Au-delà de cet aspect, la transmission automatique apporte également de la simplicité pour l’utilisateur. Tout comme avec une voiture équipée d’une boite automatique, on se rend rapidement compte que les changements de vitesse peuvent être contraignants. Rares sont ceux qui repassent à une transmission manuelle après avoir gouté à l’automatisation. Pour le cycliste débutant, ne pas avoir à se poser la question des vitesses leur permet de se concentrer sur les trajectoires, le freinage et l’attention à l’environnement.
Tout cela est évidemment valable aussi pour l’automatisation des modes d’assistance du moteur.
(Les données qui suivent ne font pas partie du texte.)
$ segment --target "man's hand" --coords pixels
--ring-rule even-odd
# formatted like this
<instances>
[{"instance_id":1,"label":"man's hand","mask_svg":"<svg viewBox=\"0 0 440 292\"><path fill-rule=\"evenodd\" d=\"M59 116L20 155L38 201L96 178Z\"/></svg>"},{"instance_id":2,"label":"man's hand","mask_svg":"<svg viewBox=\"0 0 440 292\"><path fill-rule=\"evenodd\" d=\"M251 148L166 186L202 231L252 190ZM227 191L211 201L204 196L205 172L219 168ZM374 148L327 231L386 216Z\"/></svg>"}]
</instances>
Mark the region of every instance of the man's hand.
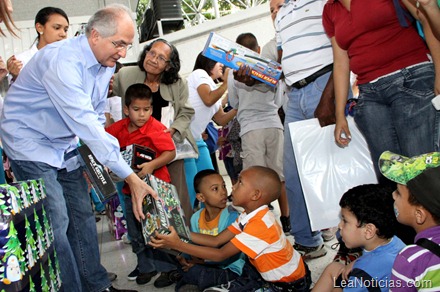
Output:
<instances>
[{"instance_id":1,"label":"man's hand","mask_svg":"<svg viewBox=\"0 0 440 292\"><path fill-rule=\"evenodd\" d=\"M156 192L134 172L127 176L125 181L130 187L134 216L138 221L145 219L144 212L142 211L142 201L148 194L152 195L154 199L157 199Z\"/></svg>"},{"instance_id":2,"label":"man's hand","mask_svg":"<svg viewBox=\"0 0 440 292\"><path fill-rule=\"evenodd\" d=\"M165 133L170 133L171 137L173 137L174 133L176 133L176 129L168 128L164 130Z\"/></svg>"},{"instance_id":3,"label":"man's hand","mask_svg":"<svg viewBox=\"0 0 440 292\"><path fill-rule=\"evenodd\" d=\"M23 68L23 63L13 55L8 59L7 66L9 73L12 75L12 80L15 80L20 74L21 68Z\"/></svg>"},{"instance_id":4,"label":"man's hand","mask_svg":"<svg viewBox=\"0 0 440 292\"><path fill-rule=\"evenodd\" d=\"M3 61L2 57L0 57L0 80L8 75L8 69L6 69L6 64Z\"/></svg>"},{"instance_id":5,"label":"man's hand","mask_svg":"<svg viewBox=\"0 0 440 292\"><path fill-rule=\"evenodd\" d=\"M234 79L247 86L253 86L257 80L251 77L251 70L249 65L241 65L238 70L234 70Z\"/></svg>"},{"instance_id":6,"label":"man's hand","mask_svg":"<svg viewBox=\"0 0 440 292\"><path fill-rule=\"evenodd\" d=\"M137 168L141 170L137 173L137 176L141 179L144 179L147 174L152 174L154 172L154 166L150 164L150 162L144 162L141 165L137 165Z\"/></svg>"},{"instance_id":7,"label":"man's hand","mask_svg":"<svg viewBox=\"0 0 440 292\"><path fill-rule=\"evenodd\" d=\"M321 100L319 101L314 114L315 117L318 118L321 127L336 123L333 73L330 75L327 85L322 91Z\"/></svg>"}]
</instances>

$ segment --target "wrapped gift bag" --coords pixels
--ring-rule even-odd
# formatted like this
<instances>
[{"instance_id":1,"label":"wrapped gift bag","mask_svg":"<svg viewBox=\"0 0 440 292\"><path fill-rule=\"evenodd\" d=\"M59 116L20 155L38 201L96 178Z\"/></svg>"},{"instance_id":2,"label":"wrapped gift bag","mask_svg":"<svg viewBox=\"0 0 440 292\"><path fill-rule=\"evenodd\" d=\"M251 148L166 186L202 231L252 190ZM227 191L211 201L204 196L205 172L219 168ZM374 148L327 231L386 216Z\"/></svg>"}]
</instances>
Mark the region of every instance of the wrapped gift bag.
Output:
<instances>
[{"instance_id":1,"label":"wrapped gift bag","mask_svg":"<svg viewBox=\"0 0 440 292\"><path fill-rule=\"evenodd\" d=\"M338 225L339 200L347 190L377 183L367 143L353 118L347 121L352 139L345 148L335 143L334 125L322 128L318 119L289 124L312 230Z\"/></svg>"}]
</instances>

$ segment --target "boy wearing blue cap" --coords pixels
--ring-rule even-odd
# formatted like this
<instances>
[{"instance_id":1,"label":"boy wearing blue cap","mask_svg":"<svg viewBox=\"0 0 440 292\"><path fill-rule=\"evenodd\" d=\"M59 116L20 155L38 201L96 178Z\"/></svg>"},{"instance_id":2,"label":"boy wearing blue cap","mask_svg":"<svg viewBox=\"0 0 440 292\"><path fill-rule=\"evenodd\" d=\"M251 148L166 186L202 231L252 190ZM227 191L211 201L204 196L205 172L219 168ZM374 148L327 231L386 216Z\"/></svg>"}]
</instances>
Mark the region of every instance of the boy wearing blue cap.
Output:
<instances>
[{"instance_id":1,"label":"boy wearing blue cap","mask_svg":"<svg viewBox=\"0 0 440 292\"><path fill-rule=\"evenodd\" d=\"M408 158L386 151L379 168L397 183L397 220L417 232L394 262L390 291L440 291L440 152Z\"/></svg>"}]
</instances>

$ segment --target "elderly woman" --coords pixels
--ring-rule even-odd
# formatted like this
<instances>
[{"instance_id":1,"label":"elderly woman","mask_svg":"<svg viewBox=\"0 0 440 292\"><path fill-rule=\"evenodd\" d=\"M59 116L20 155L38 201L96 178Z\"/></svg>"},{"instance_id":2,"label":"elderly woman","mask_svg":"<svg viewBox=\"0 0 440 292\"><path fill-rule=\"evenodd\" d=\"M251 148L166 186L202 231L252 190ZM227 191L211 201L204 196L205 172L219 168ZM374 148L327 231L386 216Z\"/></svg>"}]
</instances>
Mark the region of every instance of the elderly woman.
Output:
<instances>
[{"instance_id":1,"label":"elderly woman","mask_svg":"<svg viewBox=\"0 0 440 292\"><path fill-rule=\"evenodd\" d=\"M125 104L125 91L134 83L144 83L153 92L153 117L168 127L175 143L187 140L194 151L198 153L196 143L189 128L194 109L188 102L188 86L186 81L179 76L180 59L177 49L164 39L157 39L145 46L139 56L137 66L122 68L113 81L113 94L122 97ZM183 160L176 160L167 165L171 176L171 183L176 186L180 203L187 217L187 223L192 215L189 203L188 189L185 181ZM139 262L140 274L149 274L151 267L142 268L144 263ZM173 282L172 274L155 263L161 277L156 279L155 286L164 287ZM161 270L162 269L162 270ZM136 270L133 271L136 274ZM139 276L138 276L139 277ZM160 280L159 280L160 279ZM168 281L167 281L168 280ZM158 283L156 283L158 282ZM168 285L167 285L168 284Z\"/></svg>"}]
</instances>

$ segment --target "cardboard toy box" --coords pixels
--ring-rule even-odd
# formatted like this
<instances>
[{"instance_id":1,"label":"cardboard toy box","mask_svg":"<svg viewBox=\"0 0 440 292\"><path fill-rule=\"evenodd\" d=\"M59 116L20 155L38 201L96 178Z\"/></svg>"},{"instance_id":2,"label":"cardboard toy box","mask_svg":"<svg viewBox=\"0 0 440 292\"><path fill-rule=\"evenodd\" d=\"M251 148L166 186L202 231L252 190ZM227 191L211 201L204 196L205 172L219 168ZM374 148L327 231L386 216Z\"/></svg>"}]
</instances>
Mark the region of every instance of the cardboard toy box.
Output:
<instances>
[{"instance_id":1,"label":"cardboard toy box","mask_svg":"<svg viewBox=\"0 0 440 292\"><path fill-rule=\"evenodd\" d=\"M99 200L102 203L107 202L115 195L118 191L110 175L105 170L104 166L96 159L90 148L87 145L82 145L77 148L79 153L79 161L81 165L84 166L85 172L88 180L96 191Z\"/></svg>"},{"instance_id":2,"label":"cardboard toy box","mask_svg":"<svg viewBox=\"0 0 440 292\"><path fill-rule=\"evenodd\" d=\"M281 77L281 64L263 58L257 52L214 32L209 35L203 55L234 70L238 70L241 65L249 65L254 79L271 86L275 86Z\"/></svg>"},{"instance_id":3,"label":"cardboard toy box","mask_svg":"<svg viewBox=\"0 0 440 292\"><path fill-rule=\"evenodd\" d=\"M138 172L140 169L138 169L137 166L156 158L156 151L147 146L131 144L121 148L121 155L125 162L127 162L135 172Z\"/></svg>"},{"instance_id":4,"label":"cardboard toy box","mask_svg":"<svg viewBox=\"0 0 440 292\"><path fill-rule=\"evenodd\" d=\"M148 244L150 237L155 231L166 234L168 227L173 226L182 241L190 241L190 230L185 224L185 214L179 201L176 188L153 175L148 175L145 181L157 192L158 200L147 195L143 202L145 220L142 220L142 234L145 243ZM166 249L165 251L178 254L178 252Z\"/></svg>"},{"instance_id":5,"label":"cardboard toy box","mask_svg":"<svg viewBox=\"0 0 440 292\"><path fill-rule=\"evenodd\" d=\"M43 180L0 185L0 291L59 291Z\"/></svg>"},{"instance_id":6,"label":"cardboard toy box","mask_svg":"<svg viewBox=\"0 0 440 292\"><path fill-rule=\"evenodd\" d=\"M108 229L115 239L119 240L122 235L127 233L127 221L122 212L119 196L111 198L105 205L105 209L108 217Z\"/></svg>"}]
</instances>

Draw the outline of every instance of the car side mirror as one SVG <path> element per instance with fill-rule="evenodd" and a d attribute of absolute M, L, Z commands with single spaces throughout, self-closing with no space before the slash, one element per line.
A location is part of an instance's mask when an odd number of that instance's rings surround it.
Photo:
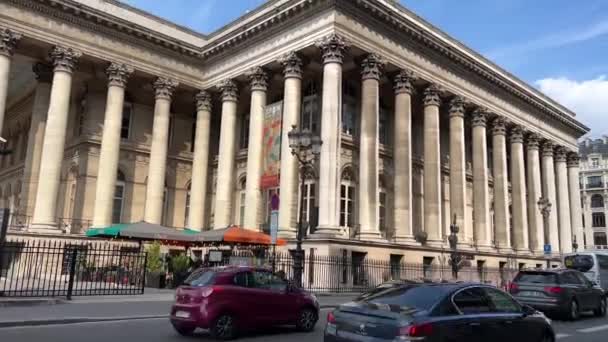
<path fill-rule="evenodd" d="M 536 313 L 536 309 L 529 305 L 524 305 L 522 310 L 525 316 L 532 316 Z"/>

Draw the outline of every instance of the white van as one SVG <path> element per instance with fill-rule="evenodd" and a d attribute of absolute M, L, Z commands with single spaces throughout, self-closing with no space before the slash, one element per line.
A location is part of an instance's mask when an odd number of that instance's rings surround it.
<path fill-rule="evenodd" d="M 608 251 L 564 254 L 564 267 L 583 272 L 608 294 Z"/>

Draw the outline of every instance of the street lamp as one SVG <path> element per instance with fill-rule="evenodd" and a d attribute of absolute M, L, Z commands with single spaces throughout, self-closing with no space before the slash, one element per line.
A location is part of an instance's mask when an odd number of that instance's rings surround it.
<path fill-rule="evenodd" d="M 454 214 L 454 220 L 450 225 L 450 236 L 448 237 L 448 242 L 450 243 L 450 249 L 452 250 L 450 254 L 450 264 L 452 265 L 452 277 L 454 279 L 458 279 L 458 268 L 460 265 L 460 253 L 458 252 L 458 225 L 456 225 L 456 214 Z"/>
<path fill-rule="evenodd" d="M 294 253 L 293 276 L 296 285 L 302 286 L 302 271 L 304 270 L 304 252 L 302 251 L 302 239 L 304 238 L 304 182 L 306 171 L 312 167 L 315 159 L 321 153 L 322 141 L 311 131 L 300 130 L 295 125 L 291 126 L 287 133 L 291 154 L 296 157 L 300 167 L 300 214 L 298 218 L 298 232 L 296 234 L 296 250 Z"/>
<path fill-rule="evenodd" d="M 576 235 L 572 235 L 572 250 L 576 253 L 578 249 L 578 242 L 576 242 Z"/>
<path fill-rule="evenodd" d="M 543 227 L 545 234 L 549 233 L 549 215 L 551 214 L 551 201 L 547 197 L 541 197 L 538 199 L 538 209 L 540 214 L 543 216 Z M 547 258 L 547 268 L 551 268 L 551 255 Z"/>

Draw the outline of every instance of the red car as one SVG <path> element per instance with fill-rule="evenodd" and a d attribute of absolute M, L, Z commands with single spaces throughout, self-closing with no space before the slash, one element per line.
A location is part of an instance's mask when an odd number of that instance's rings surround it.
<path fill-rule="evenodd" d="M 319 303 L 313 294 L 255 267 L 198 269 L 177 289 L 171 308 L 171 324 L 179 334 L 203 328 L 221 340 L 276 325 L 312 331 L 318 317 Z"/>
On ne veut pas forcément savoir si l’on est mode Eco, Turbo ou autre. Ce que l’on souhaite, c’est que le vélo nous aide au bon moment.
Pour quelqu’un qui ne se sent pas à l’aise avec le simple fait de faire du vélo, se débarrasser de ces questions est forcément un atout. Évidemment, on peut aussi apprendre à utiliser un vélo correctement, mais l’idée est ici de mettre le plus de monde possible sur un selle.

Quand on roule pour la première fois sur un vélo électrique comme le Decathlon Btwin LD 920 E et son moteur Owuru, on comprend tout l’intérêt d’un tel système. Le pédalage reste fluide et agréable, mais on ne se pose jamais la question de la vitesse qu’on utilise ou de son mode d’assistance.
Va-t-on trop loin dans l’automatisation?
Peu de cyclistes ayant gouté aux meilleures solutions automatiques du marché nieront leur intérêt. Cependant, tout cela soulève évidemment de nouvelles problématiques. D’une part, tout n’est pas encore parfait. À l’heure où nous écrivons ces lignes, la majorité des systèmes automatiques pèchent par leur incapacité à anticiper suffisamment les conditions.
Il faut dire qu’à vélo, qu’on roule en ville, à la campagne ou sur un single de montagne, les imprévus sont nombreux. Le vélo peut, au mieux, s’adapter et réagir. Pour le moment, les transmissions automatiques ne peuvent pas anticiper l’approche d’une côte ou d’une petite difficulté. Le cycliste peut, lui, voir la montée arriver et adapter son braquet en conséquence pour entamer la montée dans les meilleures conditions.
On peut néanmoins aisément se dire que ce type de contrainte pourra être gommé à mesure que les systèmes automatiques seront capables d’intégrer des données comme la position GPS. Si votre vélo est capable de savoir qu’une côte démarre 10 m devant vous, il pourra transmettre l’information à la transmission et au moteur pour qu’ils anticipent.

Mais l’argument principal que l’on peut opposer à cette tendance, c’est la complexification du vélo. Le vélo est un moyen de transport qui a finalement assez peu évolué au fil des années. Il reste un véhicule facile à entretenir et à réparer. Les systèmes électroniques sont beaucoup plus complexes et nécessitent des connaissances et des pièces bien moins accessibles au cycliste moyen.
Toutefois, ces avancées technologiques se trouvent surtout sur des vélos électriques sur lesquels l’utilisateur perd déjà une bonne partie de la maintenance. Et nombreux sont ceux qui de toute façon n’ont pas la volonté de s’intéresser ne serait-ce qu’à l’entretien de leur chaine.
On entend souvent le parallèle fait avec la voiture. Une voiture qui s’est complexifiée et qu’il est devenu plus difficile, voire impossible à entretenir soi-même. Mais, si les voitures basiques ont fini par disparaitre, le monde du vélo peut se permettre de voir cohabiter les VAE connectés, automatisés et complexes aux côtés de bicyclettes plus simples. Difficile de fabriquer des voitures abordables et simples dans son garage. Les nombreux « artisans » du vélo que l’on trouve déjà prouvent que la petite reine peut rester simple.